Real Critique of the Tax Cut
I think it’s important to be honest about the reality of policy. So let’s be honest—the tax cut was actually a tax cut for most Americans.
But let’s also be honest about the impact of that tax cut.
- More money in your pocket: For most Americans, yes, they ended up keeping more of their money. That certainly helps.
- Increased the deficit: The tax cuts added billions to the federal deficit, though Republicans argued the tax cuts would pay for themselves by stimulating the economy. There’s little evidence of that so far. It’s frustrating that politicians talk about the deficit to get elected or bash their opponents, but do nothing about it.

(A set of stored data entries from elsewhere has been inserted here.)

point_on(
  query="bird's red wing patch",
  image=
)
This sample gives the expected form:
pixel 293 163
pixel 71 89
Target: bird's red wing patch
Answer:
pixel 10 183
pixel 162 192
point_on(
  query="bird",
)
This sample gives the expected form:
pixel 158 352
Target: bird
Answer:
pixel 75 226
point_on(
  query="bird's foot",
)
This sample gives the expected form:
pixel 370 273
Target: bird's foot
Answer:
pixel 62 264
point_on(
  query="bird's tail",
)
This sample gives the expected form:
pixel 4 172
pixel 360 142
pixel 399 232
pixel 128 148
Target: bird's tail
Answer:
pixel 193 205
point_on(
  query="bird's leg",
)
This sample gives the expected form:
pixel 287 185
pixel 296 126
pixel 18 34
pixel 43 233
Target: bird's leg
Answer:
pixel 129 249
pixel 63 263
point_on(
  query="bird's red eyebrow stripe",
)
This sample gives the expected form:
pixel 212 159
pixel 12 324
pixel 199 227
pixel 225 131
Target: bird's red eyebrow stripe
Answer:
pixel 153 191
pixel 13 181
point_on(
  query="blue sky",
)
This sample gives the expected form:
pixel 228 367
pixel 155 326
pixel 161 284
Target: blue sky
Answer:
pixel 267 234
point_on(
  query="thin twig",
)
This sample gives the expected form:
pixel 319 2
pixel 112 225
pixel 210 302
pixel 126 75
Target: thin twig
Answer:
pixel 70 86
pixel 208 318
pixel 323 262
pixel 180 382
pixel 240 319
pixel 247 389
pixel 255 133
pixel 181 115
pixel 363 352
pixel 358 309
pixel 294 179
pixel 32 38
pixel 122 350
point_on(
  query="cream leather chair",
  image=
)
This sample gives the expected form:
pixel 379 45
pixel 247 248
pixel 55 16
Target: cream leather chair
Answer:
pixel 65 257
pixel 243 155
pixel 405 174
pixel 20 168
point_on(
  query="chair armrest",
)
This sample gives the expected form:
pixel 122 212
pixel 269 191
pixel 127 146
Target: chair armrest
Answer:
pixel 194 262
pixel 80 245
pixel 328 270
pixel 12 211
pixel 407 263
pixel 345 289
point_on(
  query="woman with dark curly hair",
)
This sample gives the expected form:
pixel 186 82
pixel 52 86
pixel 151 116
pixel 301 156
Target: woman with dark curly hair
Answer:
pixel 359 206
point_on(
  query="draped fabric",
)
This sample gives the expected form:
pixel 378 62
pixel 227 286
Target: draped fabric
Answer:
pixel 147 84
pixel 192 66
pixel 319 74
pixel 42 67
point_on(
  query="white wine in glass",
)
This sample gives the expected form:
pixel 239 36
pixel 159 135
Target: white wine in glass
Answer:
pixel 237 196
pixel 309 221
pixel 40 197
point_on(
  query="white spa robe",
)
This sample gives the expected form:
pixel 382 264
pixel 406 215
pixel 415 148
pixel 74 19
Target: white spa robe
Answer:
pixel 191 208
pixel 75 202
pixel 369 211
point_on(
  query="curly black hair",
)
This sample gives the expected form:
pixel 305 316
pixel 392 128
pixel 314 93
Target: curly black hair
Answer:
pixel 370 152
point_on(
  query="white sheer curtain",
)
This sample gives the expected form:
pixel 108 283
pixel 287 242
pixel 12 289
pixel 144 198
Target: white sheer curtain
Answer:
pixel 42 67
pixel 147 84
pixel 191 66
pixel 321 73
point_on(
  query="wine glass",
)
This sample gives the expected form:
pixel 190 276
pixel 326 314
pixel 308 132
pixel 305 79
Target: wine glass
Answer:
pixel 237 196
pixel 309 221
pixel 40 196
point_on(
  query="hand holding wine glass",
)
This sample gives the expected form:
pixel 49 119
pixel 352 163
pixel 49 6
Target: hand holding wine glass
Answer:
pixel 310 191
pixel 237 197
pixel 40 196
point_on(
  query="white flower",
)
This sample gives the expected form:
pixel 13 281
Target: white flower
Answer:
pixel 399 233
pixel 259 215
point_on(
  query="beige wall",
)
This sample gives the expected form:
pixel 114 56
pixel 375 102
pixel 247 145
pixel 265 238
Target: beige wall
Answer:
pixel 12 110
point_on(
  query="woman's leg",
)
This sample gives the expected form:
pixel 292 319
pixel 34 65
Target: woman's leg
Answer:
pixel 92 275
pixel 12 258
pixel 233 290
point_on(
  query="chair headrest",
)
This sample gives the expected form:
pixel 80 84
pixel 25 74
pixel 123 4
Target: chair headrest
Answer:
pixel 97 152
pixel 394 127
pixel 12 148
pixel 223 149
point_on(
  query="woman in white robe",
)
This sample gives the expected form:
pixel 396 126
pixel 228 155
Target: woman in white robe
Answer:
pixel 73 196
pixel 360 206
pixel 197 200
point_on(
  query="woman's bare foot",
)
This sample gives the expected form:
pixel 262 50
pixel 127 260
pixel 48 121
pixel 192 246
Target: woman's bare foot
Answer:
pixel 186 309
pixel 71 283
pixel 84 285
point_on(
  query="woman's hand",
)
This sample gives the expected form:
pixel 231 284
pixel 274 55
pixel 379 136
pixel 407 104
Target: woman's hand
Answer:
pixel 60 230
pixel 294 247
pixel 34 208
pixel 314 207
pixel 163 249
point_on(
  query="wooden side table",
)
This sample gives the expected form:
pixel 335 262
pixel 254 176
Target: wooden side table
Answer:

- Little economic stimulation: Much like the ‘trickle down economics’ of the 1980s, the idea behind this tax plan is that corporations will reinvest, workers will get raises, and we’ll see an economic boom. Instead, we’re mostly seeing payouts to stockholders.
- Temporary gains: The timing of the tax law is also confusing. While 65% of Americans did get a tax cut, those cuts will expire in 2026. Temporary tax cuts feel like a political game. I wish politicians—of either party—wouldn’t do that.
- Helping the wealthy: Democrats also argue that these cuts primarily benefited wealthier Americans. That’s certainly true. The top 20% get more than 60% of the savings. Also, corporations benefited from a big tax cut, but their cuts are permanent. That’s a benefit that will primarily help the wealthy as well.
- Not simpler: Remember when Republicans promised to make taxes simpler? So simple they’d fit on a postcard? Yeah, not so much. They actually do fit on a postcard, but only because they redesigned the form 1040 so the bottom half of the page is blank. It’s close to postcard size, but you can’t file your taxes on a postcard. The even eliminated the old 1040 EZ form, which actually did simplify things.
So yes, taxes went down.
But it hasn’t achieved what Republicans promised it would.
I’m not really trying to debate tax policy here. I’m trying to make some of the underlying issues more clear. Sometimes I think the debate would be easier if we could be honest about the realities.